Cari banchieri, tirate fuori i soldi!
Cari signori banchieri, fate presto e sganciate sennò quattro aziende su dieci finiranno sul lastrico. Non ci voleva la Cgia di Mestre a dirlo, l’altro giorno, nero su bianco. Basta guardarsi attorno, tendere gli orecchi, cogliere il dispetto che monta in molte imprese, ascoltare il lamento degli artigiani e dei commercianti. Troppi i prestiti negati, troppi gli sportelli del credito chiusi in faccia alle aziende e alle famiglie. Sono 14 anni che marciate come i gamberi, che andate indietro, che ritirate la manina, ma ora state esagerando. Una cinquantina di imprenditori, solo nel Veneto, si sono suicidati.
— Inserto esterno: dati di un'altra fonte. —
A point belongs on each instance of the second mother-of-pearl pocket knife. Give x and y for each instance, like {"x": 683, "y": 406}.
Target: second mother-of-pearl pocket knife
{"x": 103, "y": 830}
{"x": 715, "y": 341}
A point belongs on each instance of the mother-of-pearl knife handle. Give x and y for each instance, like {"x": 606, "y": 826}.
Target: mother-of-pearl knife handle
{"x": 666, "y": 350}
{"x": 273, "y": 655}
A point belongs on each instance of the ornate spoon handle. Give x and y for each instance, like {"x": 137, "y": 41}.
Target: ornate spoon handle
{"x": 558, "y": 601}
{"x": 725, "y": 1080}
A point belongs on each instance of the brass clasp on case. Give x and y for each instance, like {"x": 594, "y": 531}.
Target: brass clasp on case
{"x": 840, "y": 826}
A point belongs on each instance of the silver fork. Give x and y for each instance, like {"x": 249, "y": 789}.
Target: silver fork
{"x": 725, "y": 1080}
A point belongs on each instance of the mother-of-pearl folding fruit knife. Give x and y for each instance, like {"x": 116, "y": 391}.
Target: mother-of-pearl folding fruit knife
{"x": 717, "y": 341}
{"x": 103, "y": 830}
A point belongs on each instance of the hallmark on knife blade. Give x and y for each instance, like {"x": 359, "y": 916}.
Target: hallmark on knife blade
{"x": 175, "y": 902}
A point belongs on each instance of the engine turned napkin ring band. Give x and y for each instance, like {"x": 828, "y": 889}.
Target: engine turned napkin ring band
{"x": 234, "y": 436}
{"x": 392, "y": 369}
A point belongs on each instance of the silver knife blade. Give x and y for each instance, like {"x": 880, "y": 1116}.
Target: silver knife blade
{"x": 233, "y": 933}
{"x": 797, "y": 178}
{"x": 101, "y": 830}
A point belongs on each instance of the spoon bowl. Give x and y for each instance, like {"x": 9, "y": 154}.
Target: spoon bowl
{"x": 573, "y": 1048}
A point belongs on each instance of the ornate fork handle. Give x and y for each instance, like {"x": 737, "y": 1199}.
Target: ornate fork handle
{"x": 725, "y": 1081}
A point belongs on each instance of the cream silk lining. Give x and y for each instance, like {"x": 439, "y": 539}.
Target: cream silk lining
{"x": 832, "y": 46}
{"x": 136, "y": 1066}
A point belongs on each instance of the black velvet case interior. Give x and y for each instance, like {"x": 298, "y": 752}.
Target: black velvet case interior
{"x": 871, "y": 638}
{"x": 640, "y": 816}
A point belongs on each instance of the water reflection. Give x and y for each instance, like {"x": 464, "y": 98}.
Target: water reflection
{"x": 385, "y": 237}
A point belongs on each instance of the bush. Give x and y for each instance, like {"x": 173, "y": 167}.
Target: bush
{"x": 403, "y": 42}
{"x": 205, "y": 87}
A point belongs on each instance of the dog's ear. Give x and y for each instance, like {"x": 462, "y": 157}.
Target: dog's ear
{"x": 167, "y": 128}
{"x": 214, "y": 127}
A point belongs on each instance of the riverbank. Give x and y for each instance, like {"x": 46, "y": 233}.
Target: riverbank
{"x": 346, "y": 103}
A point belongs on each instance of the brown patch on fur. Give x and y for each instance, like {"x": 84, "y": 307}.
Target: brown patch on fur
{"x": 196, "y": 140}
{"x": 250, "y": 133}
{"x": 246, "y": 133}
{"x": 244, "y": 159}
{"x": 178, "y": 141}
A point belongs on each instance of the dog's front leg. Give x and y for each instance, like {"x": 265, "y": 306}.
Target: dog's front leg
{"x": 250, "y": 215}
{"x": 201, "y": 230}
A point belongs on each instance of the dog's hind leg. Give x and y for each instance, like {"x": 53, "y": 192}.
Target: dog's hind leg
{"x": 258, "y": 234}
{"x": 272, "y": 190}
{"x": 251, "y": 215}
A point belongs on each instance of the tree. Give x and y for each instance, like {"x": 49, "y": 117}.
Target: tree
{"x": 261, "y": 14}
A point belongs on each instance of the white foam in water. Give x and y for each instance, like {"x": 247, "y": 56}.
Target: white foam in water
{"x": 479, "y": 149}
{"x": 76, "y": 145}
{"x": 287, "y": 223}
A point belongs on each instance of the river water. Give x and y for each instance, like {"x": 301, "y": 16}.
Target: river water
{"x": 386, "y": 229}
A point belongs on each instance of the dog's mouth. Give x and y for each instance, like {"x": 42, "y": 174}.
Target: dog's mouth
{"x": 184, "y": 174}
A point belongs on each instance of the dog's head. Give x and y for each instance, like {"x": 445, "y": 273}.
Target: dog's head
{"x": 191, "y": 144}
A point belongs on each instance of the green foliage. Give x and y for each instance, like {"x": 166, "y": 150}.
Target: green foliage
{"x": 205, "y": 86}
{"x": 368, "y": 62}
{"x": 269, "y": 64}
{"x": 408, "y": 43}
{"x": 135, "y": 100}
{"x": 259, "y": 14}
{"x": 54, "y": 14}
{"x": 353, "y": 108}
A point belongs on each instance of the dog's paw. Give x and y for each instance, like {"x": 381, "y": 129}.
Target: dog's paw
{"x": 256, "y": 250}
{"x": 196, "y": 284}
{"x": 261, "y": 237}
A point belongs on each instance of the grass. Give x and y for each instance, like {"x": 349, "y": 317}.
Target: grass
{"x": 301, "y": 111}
Cinquanta “morti a credito” nel giro di tre anni. L’Istat ha un elenco completo: si parla di 400 persone che si sono tolte la vita tra il 2009 ed il 2010. Un macello. E forse sono pure cifre per difetto. Le storie di sofferenza e disperazione si contano a migliaia. Mi viene in mente quel che scriveva il comasco Cesare Cantù, penna (solida) dell’Ottocento: “il peggio mestiere è quello di non averne alcuno”. Eppure, cari banchieri, i soldi li avete. Il 29 febbraio la Bce ha immesso 139 miliardi di euro (al tasso dell’1%) nel sistema creditizio italiano. Che ne avete fatto? E la prima tranche di 116 miliardi (sempre all’1%)erogata da Francoforte in dicembre, dov’è finita?
Il Governo Monti dovrebbe darsi una mossa, al riguardo. Le competenze non mancano: nella squadra del premier siedono tre ex banchieri – Passera, Ciaccia, Fornero – che vengono da Intesa-San Paolo ed un quarto – Gnudi – che arriva da Unicredit. Un poker d’assi che proviene dai due maggiori istituti italiani. E’ gente del ramo, esperti che conoscono i trucchi della categoria e del mestiere. Ma forse non conoscono più il polso della gente, vivono lontani dal territorio così come certe dirigenze di banche che- dopo aver “assorbito” le piccole – hanno perso i contatti con l’industrialetto, il commerciante, l’artigiano. Ascoltano più Basilea che “noantri”. Sta vincendo la burocrazia, perde il Paese.
E se le imprese piangono, nelle campagne non si ride. Un terzo delle aziende del settore agro-alimentare sono in sofferenza, non sanno come pagare i mutui. Gira e rigira è un pianto generale. Come uscirne? Potenziando il ruolo dei Consorzi Fidi, ben radicati sul territorio; volendo, potrebbero garantire anche il 100% dei prestiti richiesti. Eppoi confidando in un intervento del Governo, dello Stato. Oggi non solo manca il denaro nelle tasche dei consumatori, mancano soldi soprattutto nelle imprese che non vengono pagate dallo Stato pigro e distratto. Secondo uno studio di Abi e Confindustria lo Stato dovrebbe oggi alle aziende qualcosa fra i 70 e i 100 miliardi di euro. Una fortuna.
Ma c’è di peggio. Mediamente lo Stato impiega 180 giorni per pagare una fattura (erano 186 nel 2010); ma ci sono categorie, come i costruttori, che devono aspettare 240 giorni, cioè otto mesi! Gli industriali dei servizi di giorni ne devono aspettare 248. Chi opera nella sanità il minimo di attesa è di dieci mesi. E’ una vergogna. E chi protesta perde i lavori. Cari banchieri, dicono i vecchi nelle nostre campagne: “Attenzione alla furia degli uomini pazienti”. E ognuno è come Dio lo ha fatto, e a volte anche peggio.